Is this analogy valid: Writing PTX is like writing assembly instead of a higher-level language (C, C++, rust etc) for CPU code? E.g. normally the higher level code compiles to it, but you can do optimizations by going lower?
For context, like the opening paragraph in the article goes into, I generate PTX code regularly, but have no idea what the actual code in the PTX file means!
I'm curious about the forward compatibility the article goes into. I only experience that to a point: Code compiled on Cuda 12 does not seem to work on machines with Cuda 13.
Indeed, this is one way to think about it.
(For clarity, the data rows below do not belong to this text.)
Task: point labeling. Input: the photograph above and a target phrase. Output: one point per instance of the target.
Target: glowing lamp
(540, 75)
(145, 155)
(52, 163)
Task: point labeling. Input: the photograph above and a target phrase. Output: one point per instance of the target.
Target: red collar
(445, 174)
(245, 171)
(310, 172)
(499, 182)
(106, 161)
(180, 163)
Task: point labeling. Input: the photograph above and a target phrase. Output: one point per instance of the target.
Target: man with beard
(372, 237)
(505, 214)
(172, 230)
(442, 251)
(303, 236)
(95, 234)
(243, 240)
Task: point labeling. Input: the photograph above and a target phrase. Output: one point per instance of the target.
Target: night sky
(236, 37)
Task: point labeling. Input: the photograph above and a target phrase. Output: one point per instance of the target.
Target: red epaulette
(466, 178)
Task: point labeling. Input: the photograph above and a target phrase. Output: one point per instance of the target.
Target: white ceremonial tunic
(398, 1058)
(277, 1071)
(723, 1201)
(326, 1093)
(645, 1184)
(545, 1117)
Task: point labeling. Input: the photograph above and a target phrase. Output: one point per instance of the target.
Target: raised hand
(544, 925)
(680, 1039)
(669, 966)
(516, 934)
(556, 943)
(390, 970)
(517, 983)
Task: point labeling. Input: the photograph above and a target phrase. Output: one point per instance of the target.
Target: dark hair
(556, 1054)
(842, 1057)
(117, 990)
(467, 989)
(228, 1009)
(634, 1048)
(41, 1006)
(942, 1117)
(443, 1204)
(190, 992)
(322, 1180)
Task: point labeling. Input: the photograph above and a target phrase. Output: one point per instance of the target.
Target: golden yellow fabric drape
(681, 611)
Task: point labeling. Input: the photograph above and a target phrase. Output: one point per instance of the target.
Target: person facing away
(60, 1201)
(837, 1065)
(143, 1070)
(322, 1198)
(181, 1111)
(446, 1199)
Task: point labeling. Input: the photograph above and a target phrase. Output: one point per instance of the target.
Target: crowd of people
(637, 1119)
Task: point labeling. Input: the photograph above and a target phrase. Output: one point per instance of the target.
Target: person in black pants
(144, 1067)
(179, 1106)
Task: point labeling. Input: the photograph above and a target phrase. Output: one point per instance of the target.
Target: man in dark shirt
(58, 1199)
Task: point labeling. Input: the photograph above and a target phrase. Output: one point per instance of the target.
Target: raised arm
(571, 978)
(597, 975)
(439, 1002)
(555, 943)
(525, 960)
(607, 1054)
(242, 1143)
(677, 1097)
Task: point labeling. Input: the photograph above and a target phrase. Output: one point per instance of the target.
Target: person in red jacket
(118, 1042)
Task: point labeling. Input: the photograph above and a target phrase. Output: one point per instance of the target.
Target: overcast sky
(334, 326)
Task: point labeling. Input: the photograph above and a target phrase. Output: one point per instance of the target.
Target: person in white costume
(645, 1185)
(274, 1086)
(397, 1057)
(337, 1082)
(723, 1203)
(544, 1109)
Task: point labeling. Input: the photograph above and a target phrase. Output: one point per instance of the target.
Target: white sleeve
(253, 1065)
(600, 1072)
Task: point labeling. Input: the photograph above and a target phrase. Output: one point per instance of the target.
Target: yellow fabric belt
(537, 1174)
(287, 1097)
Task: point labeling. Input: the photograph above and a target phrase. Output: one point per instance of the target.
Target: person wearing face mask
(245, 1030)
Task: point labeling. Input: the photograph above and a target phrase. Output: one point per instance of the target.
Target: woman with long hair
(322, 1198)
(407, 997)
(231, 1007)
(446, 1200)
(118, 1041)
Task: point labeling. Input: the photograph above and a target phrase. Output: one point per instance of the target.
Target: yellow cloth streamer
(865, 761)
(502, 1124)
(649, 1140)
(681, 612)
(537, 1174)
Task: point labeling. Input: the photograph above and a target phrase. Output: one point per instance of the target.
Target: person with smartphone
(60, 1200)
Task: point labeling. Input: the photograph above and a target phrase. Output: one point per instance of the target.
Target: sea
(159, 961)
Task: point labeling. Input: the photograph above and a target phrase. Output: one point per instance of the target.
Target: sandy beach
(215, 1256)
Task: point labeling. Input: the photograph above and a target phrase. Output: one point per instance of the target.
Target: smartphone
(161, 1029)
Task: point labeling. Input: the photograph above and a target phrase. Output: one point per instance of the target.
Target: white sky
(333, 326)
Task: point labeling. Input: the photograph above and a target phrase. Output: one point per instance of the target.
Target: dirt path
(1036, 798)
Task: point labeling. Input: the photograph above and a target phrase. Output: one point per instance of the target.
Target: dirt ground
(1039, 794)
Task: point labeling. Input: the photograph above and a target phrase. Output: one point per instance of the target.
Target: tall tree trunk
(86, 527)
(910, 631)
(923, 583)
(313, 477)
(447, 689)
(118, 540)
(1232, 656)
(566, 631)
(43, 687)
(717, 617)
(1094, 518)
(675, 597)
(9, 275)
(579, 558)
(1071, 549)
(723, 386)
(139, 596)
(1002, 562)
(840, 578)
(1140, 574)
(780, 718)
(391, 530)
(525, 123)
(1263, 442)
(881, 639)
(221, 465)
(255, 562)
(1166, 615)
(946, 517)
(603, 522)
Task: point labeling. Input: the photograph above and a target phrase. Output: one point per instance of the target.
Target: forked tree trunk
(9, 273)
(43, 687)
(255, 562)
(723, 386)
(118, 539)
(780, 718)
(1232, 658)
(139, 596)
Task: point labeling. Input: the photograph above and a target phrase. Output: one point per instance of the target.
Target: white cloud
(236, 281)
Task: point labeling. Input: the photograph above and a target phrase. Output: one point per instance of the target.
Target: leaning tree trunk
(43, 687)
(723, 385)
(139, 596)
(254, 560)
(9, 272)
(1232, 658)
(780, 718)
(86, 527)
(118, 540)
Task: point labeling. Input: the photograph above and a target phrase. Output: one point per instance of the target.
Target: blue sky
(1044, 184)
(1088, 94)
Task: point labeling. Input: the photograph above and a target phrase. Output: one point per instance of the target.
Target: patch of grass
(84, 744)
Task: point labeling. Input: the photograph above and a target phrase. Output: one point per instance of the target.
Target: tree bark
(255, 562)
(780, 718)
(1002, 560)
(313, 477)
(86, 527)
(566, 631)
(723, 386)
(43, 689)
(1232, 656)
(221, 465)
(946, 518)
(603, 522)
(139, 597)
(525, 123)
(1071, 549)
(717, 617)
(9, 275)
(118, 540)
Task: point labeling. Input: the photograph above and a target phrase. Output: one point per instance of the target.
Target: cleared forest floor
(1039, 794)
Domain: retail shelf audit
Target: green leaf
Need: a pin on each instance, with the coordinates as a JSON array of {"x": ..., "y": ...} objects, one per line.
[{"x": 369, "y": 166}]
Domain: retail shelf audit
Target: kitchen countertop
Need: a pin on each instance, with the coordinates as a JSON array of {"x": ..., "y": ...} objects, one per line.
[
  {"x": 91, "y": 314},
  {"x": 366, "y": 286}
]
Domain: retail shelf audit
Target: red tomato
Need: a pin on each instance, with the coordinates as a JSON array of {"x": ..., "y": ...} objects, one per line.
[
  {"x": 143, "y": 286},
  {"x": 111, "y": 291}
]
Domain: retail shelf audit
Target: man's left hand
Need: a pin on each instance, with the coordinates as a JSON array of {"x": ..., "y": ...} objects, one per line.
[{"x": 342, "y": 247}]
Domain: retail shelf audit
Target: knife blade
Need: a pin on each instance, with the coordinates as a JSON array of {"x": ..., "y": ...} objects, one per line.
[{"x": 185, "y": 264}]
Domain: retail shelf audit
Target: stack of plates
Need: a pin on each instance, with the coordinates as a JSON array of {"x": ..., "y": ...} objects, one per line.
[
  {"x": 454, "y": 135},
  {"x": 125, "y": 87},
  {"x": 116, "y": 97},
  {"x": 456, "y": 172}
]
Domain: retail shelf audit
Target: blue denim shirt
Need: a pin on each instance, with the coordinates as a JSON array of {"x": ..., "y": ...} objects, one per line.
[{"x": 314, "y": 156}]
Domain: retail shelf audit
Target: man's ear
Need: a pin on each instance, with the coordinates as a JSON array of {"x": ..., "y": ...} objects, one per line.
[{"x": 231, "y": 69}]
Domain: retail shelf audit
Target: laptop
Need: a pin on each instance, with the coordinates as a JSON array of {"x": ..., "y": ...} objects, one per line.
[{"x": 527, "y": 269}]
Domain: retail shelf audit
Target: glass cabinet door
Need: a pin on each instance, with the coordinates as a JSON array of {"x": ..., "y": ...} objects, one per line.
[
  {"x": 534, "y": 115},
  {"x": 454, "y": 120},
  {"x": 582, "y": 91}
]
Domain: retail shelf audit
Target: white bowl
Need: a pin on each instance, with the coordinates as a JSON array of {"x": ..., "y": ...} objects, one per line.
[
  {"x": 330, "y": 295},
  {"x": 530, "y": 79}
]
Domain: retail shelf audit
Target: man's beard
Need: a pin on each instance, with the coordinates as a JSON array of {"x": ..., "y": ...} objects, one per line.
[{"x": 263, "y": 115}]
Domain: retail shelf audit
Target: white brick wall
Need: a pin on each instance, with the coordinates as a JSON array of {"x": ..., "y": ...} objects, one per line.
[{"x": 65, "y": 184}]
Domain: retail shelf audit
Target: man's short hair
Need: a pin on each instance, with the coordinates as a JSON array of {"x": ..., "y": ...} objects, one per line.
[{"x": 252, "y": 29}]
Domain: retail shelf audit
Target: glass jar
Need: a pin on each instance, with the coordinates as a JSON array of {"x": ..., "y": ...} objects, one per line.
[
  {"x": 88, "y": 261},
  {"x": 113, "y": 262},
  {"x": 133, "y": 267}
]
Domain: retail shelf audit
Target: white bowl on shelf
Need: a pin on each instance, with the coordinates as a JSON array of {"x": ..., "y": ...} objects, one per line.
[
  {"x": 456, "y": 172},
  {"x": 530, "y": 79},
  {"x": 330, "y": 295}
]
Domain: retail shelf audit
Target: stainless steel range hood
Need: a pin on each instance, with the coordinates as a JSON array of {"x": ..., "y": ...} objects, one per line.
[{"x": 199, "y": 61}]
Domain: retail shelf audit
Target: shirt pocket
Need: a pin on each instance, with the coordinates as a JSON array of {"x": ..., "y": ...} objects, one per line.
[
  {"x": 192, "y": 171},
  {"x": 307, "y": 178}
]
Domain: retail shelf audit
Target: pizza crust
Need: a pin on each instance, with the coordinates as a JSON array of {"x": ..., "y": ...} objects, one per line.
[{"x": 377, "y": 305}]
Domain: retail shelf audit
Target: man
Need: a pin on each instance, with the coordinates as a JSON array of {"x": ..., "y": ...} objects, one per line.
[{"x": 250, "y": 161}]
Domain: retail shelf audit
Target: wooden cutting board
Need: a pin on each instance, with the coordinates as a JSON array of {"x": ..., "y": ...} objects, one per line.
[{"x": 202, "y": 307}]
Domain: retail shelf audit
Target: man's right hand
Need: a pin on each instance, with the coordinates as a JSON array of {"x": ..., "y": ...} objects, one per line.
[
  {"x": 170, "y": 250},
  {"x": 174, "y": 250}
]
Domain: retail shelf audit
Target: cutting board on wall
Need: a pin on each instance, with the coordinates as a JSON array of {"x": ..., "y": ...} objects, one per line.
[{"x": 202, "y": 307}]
However, PTX is an instruction set for a virtual machine, not the actual hardware. The true, hardware-specific assembly is called SASS (Streaming Assembly) and the PTX code is translated into SASS by the GPU driver (using ptxas) in a final compilation step. Unlike SASS, PTX is (mostly) forward compatible.
I don't know the details about your CUDA 12 vs. 13 issue but I think it is not about hardware compatibility but more about the software stack. An application linked against CUDA 12 libraries and might not work with CUDA 13 libraries.
That's not much different than a modern CPU with an OS on top; where you have the OS doing some of the scheduling then the CPU is splitting up the instructions into microinstructions and then scheduling them again in finer detail (hyperthreading and such). Seems to me there must be a C-level syntax and compiler so you're not manually splitting up individual adds and such and is still capable of optimizing the math effectively. But if that were true, we wouldn't have AAA game studios going to NVidia to optimize their game engines for each individual game.